Help Center/ Cloud Container Engine_Autopilot/ FAQs/ Cluster Management/ How Do I Locate the Fault When a Cluster Is Unavailable?
Updated on 2025-05-09 GMT+08:00

How Do I Locate the Fault When a Cluster Is Unavailable?

Perform the following operations to locate the fault when a cluster becomes unavailable.

Fault Locating

The causes here are described in order of how likely they are to occur.

If the fault persists after you have ruled out one cause, move on to the next one.

If the fault persists, contact customer service by submitting a service ticket.

Checking Whether the Security Group Is Changed

  1. Log in to the Network Console. In the navigation pane, choose Access Control > Security Groups to locate the security group associated with the master nodes.

    The name of the security group associated with the master nodes is in the format of {cluster-name}-cce-control-{random-ID}.

  2. Click the security group name.
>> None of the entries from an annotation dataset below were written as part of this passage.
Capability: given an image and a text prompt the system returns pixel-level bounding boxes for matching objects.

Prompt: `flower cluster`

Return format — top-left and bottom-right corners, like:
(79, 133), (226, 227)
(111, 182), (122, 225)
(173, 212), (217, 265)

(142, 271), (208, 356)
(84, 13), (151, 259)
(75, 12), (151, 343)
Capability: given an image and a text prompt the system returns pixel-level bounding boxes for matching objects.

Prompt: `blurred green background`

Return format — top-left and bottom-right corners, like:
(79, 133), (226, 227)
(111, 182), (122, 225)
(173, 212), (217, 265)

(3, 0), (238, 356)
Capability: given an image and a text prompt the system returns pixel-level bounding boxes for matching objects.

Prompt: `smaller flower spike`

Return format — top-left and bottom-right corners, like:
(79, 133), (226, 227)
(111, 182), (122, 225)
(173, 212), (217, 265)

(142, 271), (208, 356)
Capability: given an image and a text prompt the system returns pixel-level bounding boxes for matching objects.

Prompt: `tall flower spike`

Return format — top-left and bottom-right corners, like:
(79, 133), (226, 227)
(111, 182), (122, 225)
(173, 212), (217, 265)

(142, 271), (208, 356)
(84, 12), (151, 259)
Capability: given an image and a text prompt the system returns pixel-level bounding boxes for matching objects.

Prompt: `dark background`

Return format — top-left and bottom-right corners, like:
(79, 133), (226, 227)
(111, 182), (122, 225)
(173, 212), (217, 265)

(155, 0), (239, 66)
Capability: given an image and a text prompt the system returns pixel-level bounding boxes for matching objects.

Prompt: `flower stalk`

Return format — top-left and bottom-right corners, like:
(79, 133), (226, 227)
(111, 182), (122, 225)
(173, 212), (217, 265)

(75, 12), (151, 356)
On the details page displayed, ensure that the security group rules of the master nodes are correct.

    For details about security groups, see Security Group for Master Nodes.

Checking Whether the Cluster Certificate Works

Symptom

If the region where a cluster is located requires a transition between daylight saving time (DST) and standard time (ST), there may be a period of unavailability during the overlapping time. For instance, if you apply to create a cluster at 02:00 in the morning, the time will shift to 01:00 in the morning when DST changes to ST. This can potentially result in the cluster being unavailable.

Possible cause

The certificate of the cluster has not taken effect, and the cluster is affected. Each component of Kubernetes uses a certificate to access the kube-apiserver, which then verifies the certificate of the request. If the verification fails, the request will be rejected.

Solutions

  • Wait until the certificate takes effect, at which point the cluster will automatically become available.
  • Contact customer service by submitting a service ticket.